Just pils in your recipe?


----------



## scooterism (9/7/16)

manticle said:


> Dingemans pils whenever I have used it has been as expected. Maybe a tad more golden than weyermann but we're talking beesdicks in my memory and nothing red.
> 
> See how final beer comes out.
> Just pils in your recipe?


Yep 100%


----------



## manticle (9/7/16)

Have you run off to the kettle yet?


----------



## scooterism (9/7/16)

Yep, brew is done and fermenting.


----------



## manticle (9/7/16)

Did the overall wort or OG sample look red or was it just dough in?


----------



## scooterism (9/7/16)

It's dark all over. Like brown shoe polish for lack of a better description..

Around 20 SRM in Palmers book


----------



## manticle (9/7/16)

Where did the malt come from?
If a hydrometer sample is looking red, sounds like you've been given the wrong stuff.


----------



## Mardoo (9/7/16)

You haven't mentioned the colour of the grain yet. Outside? Colour when crushed? I've used Ding Pils in a kolsch and it certainly wasn't anywhere near 20 SRM.


----------



## scooterism (9/7/16)

It was about this colour, maybe a touch greyer. 

http://www.ibrew.com.au/collections/german-brewing-grain/products/bestmalz-pilsen-malt

Plus, this is my LHBS


----------



## scooterism (9/7/16)

I'll take a sample tomorrow and post a photo..

But I am leaning towards the wrong grain type..


----------



## Mardoo (9/7/16)

Certainly sounds like it.

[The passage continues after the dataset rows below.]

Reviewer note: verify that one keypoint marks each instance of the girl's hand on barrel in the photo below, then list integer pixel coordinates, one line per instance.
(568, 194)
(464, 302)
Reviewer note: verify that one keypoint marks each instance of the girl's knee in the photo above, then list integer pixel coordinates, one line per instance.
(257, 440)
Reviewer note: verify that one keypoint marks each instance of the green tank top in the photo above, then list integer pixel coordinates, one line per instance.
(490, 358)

Did you buy a whole sack, or a smaller amount from a shop?


----------



## dammag (10/7/16)

Looking at the ibrew website maybe it was really Dingemanns aromatic.

It says in the description that it gives a deep reddish colour.

It does however say that it is low on diastatic power so if you used this 100% you should get poor efficiency.


----------



## Mardoo (10/7/16)

Did you?


----------



## scooterism (10/7/16)

Mardoo said:


> Certainly sounds like it. Did you buy a whole sack, or a smaller amount from a shop?



Just 5kg


----------



## Mardoo (10/7/16)

Probably got switched up.


----------



## scooterism (10/7/16)

Ok, efficency is 1036


----------



## technobabble66 (10/7/16)

That definitely ain't no pils, guv'nor.


----------



## Mardoo (10/7/16)

Yep. Nope.


----------



## manticle (10/7/16)

Take it to the lhbs and suggest it's their mix-up. Hopefully the will provide you with the right malt, free of charge and you can use that one to blend.

What's the flavour like?


----------



## scooterism (10/7/16)

Flavour is like weet-bix w/ warm milk, in a good way..


----------



## manticle (10/7/16)

Sounds like aromatic or similar.


----------



## scooterism (10/7/16)

Cheers for the input fellas.


----------



## scooterism (11/7/16)

Update in;

I contacted my LHBS, sent a copy of the above pic and they acknowledged a mistake had been made and happily replaced grain,hops and yeast.

So GG to my LHBS.


----------



## dammag (11/7/16)

Hey scooterism.

Are you a member of the GOLDClub?


----------



## scooterism (11/7/16)

dammag said:


> Hey scooterism.
> 
> Are you a member of the GOLDClub?



Can't say that I am.


----------



## dammag (11/7/16)

GoldCLUB is our local Gold Coast Home Brew Club.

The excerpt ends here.